I don’t have any specific reason. I think it was really like a gradual progression from the cheap, the inexpensive and affordable jewelry I was selling on campus knowing that there was a ceiling to how much I could really grow that business. I needed something a bit more scalable. Like I said, being that we’re in Los Angeles, being that I had greater accessibility to some of these high net-worth people, I chose to do the jewelry business to dive into business in general. To be quite honest with you, I love designing and it was just a natural progression from what I was doing in college to what I do now.
Well really what was I doing is I would hand draw designs and I would show those designs. To be quite honest, I would take clippings from other people’s jewelry catalogues and say, “I can make this. I can make this. I can make this.” I kind of self-taught myself the process and what it takes from start to finish on how to make a piece. In the beginning, essentially everything was outsourced, but as time went on, we started our own manufacturing facility. Now, everything is done inhouse from the design to manufacturing.
Once I got the client and I sold them on the design that I drew, I had to figure a way how I was going to make this work and how I was going to make it so that I made profit. Essentially what I did is I used the deposit that he gave me, $40,000. He was a former New York Knicks player, Anthony Mason. He was the first client I ever had. I went to the jewelry district in Downtown Los Angeles and met with different jewelers and literally asked them every possible question I could ask them. I outsourced the manufacturing to them, but I want to know how was it made from the beginning to the end. I asked 1,000 questions until I got a better idea of how they did it. Piece by piece, I would eliminate the outsourcing process and I would bring everything in-house. Of course, that happened over a course of 4-5 years but eventually, we became a complete vertical operation.
Starting a business, you don’t know where the business is going to take you and as your environment changes, as circumstance changes, your strategy changes. We’re a little bit more structured now where we do have a strategy moving forward. We do look forward to opening more doors and opening more boutiques around the world and just really developing the brand whereas in the past when all you are doing is going from transaction to transaction and not really thinking that far ahead, now we do think further ahead but like I said, the environment dictates the changes ahead. Right now, our path is clear. We want to open doors and kind of really grow the brand.
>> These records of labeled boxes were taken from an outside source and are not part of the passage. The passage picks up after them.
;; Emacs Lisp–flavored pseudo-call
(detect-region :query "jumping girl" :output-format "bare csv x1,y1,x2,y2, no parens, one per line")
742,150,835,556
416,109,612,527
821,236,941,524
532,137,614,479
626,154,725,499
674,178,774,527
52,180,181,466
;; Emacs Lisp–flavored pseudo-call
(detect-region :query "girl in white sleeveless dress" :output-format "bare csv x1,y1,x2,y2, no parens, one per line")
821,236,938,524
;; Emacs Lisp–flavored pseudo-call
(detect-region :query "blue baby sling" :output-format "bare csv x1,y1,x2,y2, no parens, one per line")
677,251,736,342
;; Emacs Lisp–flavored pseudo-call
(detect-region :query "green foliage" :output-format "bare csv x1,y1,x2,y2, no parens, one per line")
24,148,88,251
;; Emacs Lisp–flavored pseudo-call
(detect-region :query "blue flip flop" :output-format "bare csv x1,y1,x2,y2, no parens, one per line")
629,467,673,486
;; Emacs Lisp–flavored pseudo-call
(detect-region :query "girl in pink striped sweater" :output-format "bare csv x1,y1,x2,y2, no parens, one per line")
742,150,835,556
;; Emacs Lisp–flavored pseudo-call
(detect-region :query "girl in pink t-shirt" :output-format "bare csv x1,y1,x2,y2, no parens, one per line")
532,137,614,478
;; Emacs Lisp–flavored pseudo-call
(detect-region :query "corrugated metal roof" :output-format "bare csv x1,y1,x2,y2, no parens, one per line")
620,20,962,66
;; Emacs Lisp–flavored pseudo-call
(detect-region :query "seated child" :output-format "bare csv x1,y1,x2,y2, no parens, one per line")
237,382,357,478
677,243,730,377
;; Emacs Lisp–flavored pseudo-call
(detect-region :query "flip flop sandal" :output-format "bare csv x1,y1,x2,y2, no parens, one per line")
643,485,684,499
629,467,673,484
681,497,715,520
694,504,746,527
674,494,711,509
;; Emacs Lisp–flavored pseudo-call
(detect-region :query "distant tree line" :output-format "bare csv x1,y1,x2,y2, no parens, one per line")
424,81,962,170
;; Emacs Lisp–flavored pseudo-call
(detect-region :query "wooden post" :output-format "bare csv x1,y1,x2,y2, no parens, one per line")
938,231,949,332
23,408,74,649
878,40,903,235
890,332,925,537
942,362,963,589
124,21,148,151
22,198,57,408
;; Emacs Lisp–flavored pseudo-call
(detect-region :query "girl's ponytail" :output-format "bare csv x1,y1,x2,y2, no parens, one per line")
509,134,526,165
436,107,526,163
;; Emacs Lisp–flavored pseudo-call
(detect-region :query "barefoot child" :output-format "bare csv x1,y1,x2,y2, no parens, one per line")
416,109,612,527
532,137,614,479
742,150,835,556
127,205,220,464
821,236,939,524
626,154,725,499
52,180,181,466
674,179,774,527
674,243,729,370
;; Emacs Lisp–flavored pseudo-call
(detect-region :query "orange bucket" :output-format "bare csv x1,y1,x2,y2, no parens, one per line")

Well, let’s put it this way, I had no strategy. At the end of the day when you’re selling jewelry, you’re not really selling jewelry – you’re selling yourself. I understood from day one that when I’m approaching a client, before they see the jewelry, before they buy into anything, they have to buy into me – they have to buy into Jason. The good service and quality products is what keeps them coming back. I really worked harder at maintaining my clients than I was at going out and getting new ones because I knew that organically through word of mouth, I would eventually get in more clients, which is exactly what happened.
It really is all about relationships. We worked very, very hard to connect the dots and worked those relationships. More importantly, like, people say, “Oh it must be so hard to get to celebrities,” and it is. Once you’re in the circle, it becomes much easier, but I’m also the same person. I never discounted the assistant, the security, the barber. You got to say hi to everybody. You got to be nice to everybody. Shake everyone’s hand and treat everyone with the same amount of respect as if they were celebrity too because it is those people that will put you in the room with the client that you want to be in front of.
When you’re networking, there has to be a purpose behind it just for the sake of networking, but the most important thing is to understand the value of the person that you’re in front of. It might not be in your core business, it might be something else, but with each person I met, I kind of built a strategy around it whether they were an end consumer, whether they would lead me to an end consumer, whether they put me in the right rooms where possibly I can meet an end consumer, but behind every person that I meet, behind every business card that I receive, I kind of built a strategy and each is unique to itself. No two people are going to be the same, so no two strategies are going to be the same. Every time I go to an event, the next morning I’ll review who I met, what they do, who are they. I’ll have my assistant do research on who they are and at that point, I start to connect the dots. Like I said, even if it’s the bathroom attendant, everybody has value. You just need to figure out how to pull value from them.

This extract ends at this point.